Home > Theology > On the “Comma Johanneum” (1 John 5:7)

On the “Comma Johanneum” (1 John 5:7)

I am still in the process of writing a new blog entry, but I just found something I wanted to share now. I’ve been reading some articles from BibelFokus, a one-man “discernment website” in Swedish, dedicated to tell the “Biblical truth” about everything, beyond any shadow of a doubt. I am by default sceptical of people with that sort of attitude. Personally I cannot be sure of very many things about God beyond some essential doctrines, and that I am His and He is mine.
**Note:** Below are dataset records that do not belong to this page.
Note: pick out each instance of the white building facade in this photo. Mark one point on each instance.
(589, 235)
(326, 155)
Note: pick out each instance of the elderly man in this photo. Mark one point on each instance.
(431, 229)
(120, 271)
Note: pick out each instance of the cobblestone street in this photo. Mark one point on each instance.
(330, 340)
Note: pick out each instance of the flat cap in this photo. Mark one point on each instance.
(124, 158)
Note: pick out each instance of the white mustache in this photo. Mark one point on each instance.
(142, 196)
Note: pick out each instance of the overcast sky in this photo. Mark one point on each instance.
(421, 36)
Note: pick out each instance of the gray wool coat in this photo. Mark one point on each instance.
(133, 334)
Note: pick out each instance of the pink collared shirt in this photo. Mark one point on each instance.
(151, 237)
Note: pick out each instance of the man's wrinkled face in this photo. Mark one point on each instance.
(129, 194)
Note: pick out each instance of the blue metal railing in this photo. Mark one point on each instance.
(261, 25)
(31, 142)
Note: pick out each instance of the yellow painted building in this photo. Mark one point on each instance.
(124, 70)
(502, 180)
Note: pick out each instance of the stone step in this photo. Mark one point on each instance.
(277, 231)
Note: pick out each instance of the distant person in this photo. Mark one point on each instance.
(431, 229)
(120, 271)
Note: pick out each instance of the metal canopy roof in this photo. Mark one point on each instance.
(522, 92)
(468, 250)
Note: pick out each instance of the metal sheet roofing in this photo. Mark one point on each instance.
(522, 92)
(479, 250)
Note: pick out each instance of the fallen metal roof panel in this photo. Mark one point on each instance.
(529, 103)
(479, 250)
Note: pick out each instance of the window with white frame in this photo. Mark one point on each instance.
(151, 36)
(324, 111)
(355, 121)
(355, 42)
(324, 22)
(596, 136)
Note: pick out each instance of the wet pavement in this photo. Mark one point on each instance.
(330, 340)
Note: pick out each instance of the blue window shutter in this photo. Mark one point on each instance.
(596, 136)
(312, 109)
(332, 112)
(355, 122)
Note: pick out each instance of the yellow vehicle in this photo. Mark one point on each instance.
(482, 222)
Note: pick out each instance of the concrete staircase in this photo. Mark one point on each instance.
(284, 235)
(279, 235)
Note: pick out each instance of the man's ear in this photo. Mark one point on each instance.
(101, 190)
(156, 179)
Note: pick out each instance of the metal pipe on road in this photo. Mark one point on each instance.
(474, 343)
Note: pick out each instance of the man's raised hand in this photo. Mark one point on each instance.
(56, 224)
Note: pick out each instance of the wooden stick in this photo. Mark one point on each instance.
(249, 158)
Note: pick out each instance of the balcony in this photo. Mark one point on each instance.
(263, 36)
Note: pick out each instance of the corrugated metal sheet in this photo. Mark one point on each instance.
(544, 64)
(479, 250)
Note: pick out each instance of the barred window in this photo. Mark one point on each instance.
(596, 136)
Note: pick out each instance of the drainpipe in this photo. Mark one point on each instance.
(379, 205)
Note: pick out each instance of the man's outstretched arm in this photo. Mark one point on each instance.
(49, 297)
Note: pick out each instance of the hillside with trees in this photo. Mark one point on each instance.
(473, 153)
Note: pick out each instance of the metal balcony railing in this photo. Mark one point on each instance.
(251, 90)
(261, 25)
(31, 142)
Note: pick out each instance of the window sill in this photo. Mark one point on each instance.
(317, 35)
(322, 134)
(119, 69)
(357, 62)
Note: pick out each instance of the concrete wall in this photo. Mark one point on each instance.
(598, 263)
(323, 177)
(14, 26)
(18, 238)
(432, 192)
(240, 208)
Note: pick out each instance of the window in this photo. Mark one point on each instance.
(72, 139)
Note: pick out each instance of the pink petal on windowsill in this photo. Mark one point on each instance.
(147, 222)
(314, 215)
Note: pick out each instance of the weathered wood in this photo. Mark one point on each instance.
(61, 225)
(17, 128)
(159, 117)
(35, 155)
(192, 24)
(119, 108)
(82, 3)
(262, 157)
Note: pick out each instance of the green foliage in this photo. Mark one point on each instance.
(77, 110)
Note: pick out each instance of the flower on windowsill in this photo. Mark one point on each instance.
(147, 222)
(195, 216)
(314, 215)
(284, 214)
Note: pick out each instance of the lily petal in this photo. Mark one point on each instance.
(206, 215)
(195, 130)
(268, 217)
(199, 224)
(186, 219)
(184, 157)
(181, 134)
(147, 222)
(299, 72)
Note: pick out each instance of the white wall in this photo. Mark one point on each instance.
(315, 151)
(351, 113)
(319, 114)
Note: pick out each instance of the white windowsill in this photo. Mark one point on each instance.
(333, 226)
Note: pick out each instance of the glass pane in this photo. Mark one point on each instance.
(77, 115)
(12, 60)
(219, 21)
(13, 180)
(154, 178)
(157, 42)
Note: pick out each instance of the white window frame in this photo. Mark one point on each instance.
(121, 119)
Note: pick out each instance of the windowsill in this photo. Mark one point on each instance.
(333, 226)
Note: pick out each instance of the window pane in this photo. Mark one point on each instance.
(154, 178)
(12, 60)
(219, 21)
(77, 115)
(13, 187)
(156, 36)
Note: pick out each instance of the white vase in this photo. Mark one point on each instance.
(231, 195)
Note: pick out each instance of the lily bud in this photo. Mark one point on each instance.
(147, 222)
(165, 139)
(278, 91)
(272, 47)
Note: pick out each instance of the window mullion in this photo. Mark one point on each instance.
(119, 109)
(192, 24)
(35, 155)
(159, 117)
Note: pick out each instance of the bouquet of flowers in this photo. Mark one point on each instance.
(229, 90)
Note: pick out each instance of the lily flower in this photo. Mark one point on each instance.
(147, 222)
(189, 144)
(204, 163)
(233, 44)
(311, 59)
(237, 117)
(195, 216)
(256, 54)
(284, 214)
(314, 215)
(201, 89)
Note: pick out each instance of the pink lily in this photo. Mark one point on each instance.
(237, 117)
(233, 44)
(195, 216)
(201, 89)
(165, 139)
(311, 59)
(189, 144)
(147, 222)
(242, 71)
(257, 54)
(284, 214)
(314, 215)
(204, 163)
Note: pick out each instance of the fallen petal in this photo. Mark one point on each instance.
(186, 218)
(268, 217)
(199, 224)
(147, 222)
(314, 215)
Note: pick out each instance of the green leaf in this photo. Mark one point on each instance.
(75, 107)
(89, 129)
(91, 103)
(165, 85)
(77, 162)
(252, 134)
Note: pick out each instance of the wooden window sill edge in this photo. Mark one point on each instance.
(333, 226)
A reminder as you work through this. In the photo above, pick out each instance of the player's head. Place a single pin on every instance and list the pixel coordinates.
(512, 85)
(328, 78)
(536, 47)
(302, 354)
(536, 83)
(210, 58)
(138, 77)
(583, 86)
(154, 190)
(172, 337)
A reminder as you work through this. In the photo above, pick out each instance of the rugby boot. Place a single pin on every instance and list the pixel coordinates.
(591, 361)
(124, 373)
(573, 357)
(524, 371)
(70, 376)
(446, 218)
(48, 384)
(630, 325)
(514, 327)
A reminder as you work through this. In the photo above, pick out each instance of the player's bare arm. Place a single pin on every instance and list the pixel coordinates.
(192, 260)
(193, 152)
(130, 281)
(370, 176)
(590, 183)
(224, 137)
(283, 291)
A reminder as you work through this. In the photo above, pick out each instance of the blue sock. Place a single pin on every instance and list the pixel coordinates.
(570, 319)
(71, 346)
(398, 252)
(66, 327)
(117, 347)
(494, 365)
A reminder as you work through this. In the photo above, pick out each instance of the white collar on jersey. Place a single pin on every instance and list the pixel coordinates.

Anyways, one of the things this guy  (in the tradition of KJV-Onlyists from the United States) claims is that the Comma Johanneum is authentic. You can read about the passage itself and its textual history on Wikipedia. Why I made this post was only to quote the 18th century scholar Richard Porson, who makes a theological and rational argument for its inauthenticity:

“In short, if this verse be really genuine, notwithstanding its absence from all the visible Greek manuscripts except two (that of Dublin and the forged one found at Berlin), one of which awkwardly translates the verse from the Latin, and the other transcribes it from a printed book; notwithstanding its absence from all the versions except the Vulgate, even from many of the best and oldest manuscripts of the Vulgate; notwithstanding the deep and dead silence of all the Greek writers down to the thirteenth, and of most of the Latins down to the middle of the eighth century; if, in spite of all these objections, it be still genuine, no part of Scripture whatsoever can be proved either spurious or genuine; and Satan has been permitted for many centuries miraculously to banish the ‘finest passage in the New Testament,’ as Martin calls it, from the eyes and memories of almost all the Christian authors, translators, and transcribers.”